Inside the Desire C is a 600MHz Qualcomm Snapdragon processor and Adreno 200 graphics chip. It’s possibly the lowest-specced phone to run Ice Cream Sandwich, even leading us to wonder whether it could properly handle ICS at all.
One reason we’re interested in the new Desire’s performance is its similarity, on paper, to last year’s HTC Wildfire S. They both pack a 600MHz processor and 512MB of RAM, so it’s an opportunity to see whether newer really is better, all else being roughly equal.
GSM Dome evaluated the Desire C using the AnTuTu and Quadrant benchmark apps, which test graphics performance, processor speeds and more.

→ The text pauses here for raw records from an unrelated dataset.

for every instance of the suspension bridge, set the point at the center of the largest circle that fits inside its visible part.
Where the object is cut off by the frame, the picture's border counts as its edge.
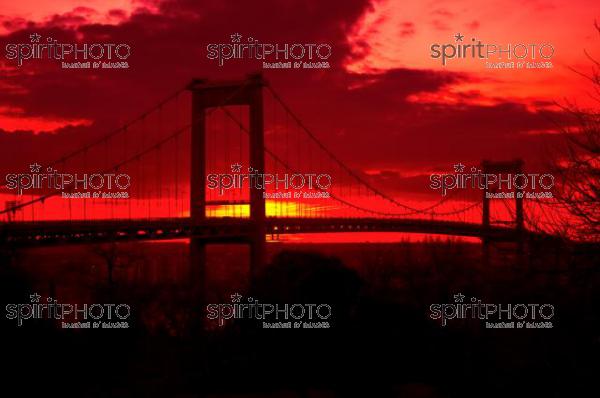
(208, 128)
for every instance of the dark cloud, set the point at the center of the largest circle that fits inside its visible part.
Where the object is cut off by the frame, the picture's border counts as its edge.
(382, 128)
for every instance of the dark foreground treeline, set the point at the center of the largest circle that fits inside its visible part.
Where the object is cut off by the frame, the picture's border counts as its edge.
(382, 342)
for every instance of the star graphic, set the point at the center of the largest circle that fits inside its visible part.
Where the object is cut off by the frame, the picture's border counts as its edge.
(236, 168)
(236, 297)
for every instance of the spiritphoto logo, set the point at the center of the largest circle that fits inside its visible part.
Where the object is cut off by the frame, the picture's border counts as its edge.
(283, 184)
(500, 56)
(72, 55)
(72, 316)
(273, 55)
(273, 316)
(72, 186)
(501, 185)
(497, 316)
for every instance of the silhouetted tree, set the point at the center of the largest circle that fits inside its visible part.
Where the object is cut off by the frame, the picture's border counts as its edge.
(578, 167)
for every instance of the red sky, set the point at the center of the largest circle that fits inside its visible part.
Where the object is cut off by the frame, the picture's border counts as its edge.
(385, 106)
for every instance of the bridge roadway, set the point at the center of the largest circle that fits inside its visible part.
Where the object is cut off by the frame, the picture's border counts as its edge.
(230, 229)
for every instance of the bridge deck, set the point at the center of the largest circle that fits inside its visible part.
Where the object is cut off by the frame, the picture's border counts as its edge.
(232, 229)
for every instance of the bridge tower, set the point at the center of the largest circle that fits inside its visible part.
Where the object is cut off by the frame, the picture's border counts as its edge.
(511, 167)
(208, 94)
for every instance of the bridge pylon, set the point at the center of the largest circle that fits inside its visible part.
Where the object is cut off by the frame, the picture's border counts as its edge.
(498, 168)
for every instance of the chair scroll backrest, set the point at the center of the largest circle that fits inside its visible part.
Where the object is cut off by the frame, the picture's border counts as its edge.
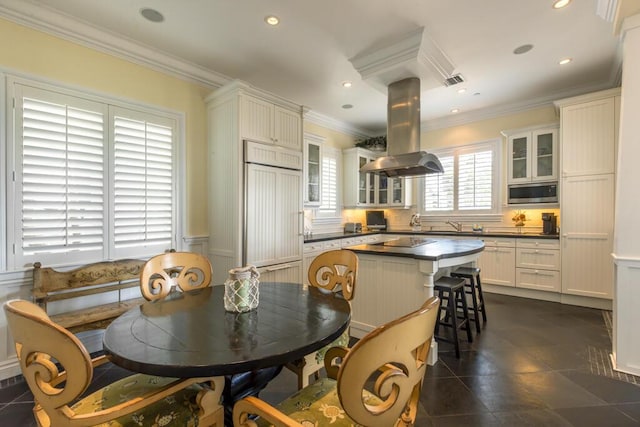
(38, 340)
(335, 270)
(399, 350)
(186, 270)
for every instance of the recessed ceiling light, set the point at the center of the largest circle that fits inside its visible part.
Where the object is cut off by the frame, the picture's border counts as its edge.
(558, 4)
(272, 20)
(522, 49)
(151, 15)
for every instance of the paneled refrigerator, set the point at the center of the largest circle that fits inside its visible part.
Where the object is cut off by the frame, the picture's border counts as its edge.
(272, 211)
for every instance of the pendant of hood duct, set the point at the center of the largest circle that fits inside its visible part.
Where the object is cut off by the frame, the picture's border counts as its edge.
(403, 135)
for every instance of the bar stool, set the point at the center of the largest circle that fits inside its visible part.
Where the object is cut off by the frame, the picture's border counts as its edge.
(473, 287)
(451, 293)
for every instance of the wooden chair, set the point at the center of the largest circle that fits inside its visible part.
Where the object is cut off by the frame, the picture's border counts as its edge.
(378, 382)
(164, 272)
(58, 370)
(334, 271)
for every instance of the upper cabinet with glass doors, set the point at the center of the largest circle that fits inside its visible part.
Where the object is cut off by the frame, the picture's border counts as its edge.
(312, 169)
(532, 154)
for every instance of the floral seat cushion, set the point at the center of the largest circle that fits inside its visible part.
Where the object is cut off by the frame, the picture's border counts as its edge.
(318, 405)
(179, 409)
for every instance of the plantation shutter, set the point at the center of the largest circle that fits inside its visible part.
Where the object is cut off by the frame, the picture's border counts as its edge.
(60, 176)
(143, 189)
(439, 188)
(475, 180)
(329, 202)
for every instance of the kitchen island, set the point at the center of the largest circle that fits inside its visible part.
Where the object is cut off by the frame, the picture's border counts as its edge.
(396, 276)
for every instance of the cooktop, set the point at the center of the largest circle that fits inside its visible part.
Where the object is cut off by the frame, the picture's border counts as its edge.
(408, 242)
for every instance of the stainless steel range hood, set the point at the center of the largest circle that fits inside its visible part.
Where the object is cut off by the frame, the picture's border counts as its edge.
(403, 135)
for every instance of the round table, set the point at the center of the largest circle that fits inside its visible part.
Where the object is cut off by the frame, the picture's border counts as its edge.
(191, 335)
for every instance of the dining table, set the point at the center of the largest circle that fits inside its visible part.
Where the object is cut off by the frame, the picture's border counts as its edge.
(190, 334)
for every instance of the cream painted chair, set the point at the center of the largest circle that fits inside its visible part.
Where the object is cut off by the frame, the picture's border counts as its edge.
(58, 370)
(377, 383)
(334, 271)
(183, 270)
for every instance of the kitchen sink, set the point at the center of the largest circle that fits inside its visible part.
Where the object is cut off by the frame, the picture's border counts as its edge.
(407, 242)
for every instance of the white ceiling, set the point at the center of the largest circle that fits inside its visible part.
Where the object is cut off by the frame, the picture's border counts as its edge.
(307, 57)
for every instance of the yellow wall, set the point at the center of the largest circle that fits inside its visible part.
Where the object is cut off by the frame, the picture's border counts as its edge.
(40, 55)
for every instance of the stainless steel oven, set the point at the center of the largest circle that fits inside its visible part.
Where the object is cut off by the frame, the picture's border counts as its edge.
(542, 192)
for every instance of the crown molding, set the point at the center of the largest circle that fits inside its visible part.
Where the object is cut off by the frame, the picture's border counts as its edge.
(52, 22)
(461, 119)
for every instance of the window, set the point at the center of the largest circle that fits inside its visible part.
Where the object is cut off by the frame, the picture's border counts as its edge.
(91, 180)
(329, 206)
(469, 184)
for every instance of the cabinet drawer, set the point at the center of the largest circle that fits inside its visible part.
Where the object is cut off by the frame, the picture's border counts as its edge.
(330, 245)
(544, 280)
(538, 243)
(313, 247)
(498, 242)
(538, 258)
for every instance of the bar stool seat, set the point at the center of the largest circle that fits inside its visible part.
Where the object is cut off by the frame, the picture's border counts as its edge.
(450, 290)
(473, 287)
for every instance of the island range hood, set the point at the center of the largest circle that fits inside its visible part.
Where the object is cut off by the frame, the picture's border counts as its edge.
(404, 157)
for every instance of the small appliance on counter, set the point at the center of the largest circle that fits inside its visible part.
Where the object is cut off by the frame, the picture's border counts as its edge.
(353, 227)
(376, 220)
(549, 223)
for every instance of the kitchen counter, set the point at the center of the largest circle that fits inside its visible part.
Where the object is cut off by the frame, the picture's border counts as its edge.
(343, 235)
(433, 250)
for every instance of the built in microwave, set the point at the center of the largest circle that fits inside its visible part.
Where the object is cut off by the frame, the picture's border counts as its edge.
(542, 192)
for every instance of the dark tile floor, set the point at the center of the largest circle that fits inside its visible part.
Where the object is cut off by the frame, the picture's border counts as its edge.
(532, 365)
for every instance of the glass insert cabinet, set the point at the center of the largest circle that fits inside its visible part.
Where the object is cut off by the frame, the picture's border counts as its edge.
(532, 154)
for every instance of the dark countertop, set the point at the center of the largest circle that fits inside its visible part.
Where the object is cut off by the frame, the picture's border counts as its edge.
(435, 250)
(344, 235)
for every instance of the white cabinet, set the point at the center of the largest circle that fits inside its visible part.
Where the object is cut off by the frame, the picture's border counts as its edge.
(588, 129)
(264, 121)
(369, 190)
(538, 264)
(532, 154)
(236, 112)
(312, 170)
(498, 261)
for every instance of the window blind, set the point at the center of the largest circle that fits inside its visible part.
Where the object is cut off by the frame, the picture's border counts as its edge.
(475, 180)
(143, 183)
(439, 188)
(62, 170)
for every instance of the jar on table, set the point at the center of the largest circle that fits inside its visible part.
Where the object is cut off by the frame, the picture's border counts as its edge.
(241, 290)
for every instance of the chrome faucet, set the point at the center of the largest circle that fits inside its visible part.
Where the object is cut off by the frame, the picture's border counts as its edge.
(456, 225)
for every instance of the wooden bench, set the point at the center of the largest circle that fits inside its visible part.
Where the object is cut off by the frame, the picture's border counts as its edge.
(113, 277)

The phone managed a Quadrant score of 1,452 and an AnTuTu total of 1,929 — beating the Wildfire S’ score of 1,522. The Wildfire S performs better at graphics, but overall it seems the Desire C has a lot going for it, especially if it’s as cheap as we hope.
Some previous lower-specced HTC phones, including the HTC Explorer, featured specially adapted cut-down versions of the HTC Sense interface. To take the strain off a less powerful processor, the adapted version of Sense dispensed with the flashy animations and other non-essential, power-hungry features.
Of course, processor strain won’t be a problem for HTC’s current superstars, the quad-core HTC One X, dual-core HTC One S and HTC One V.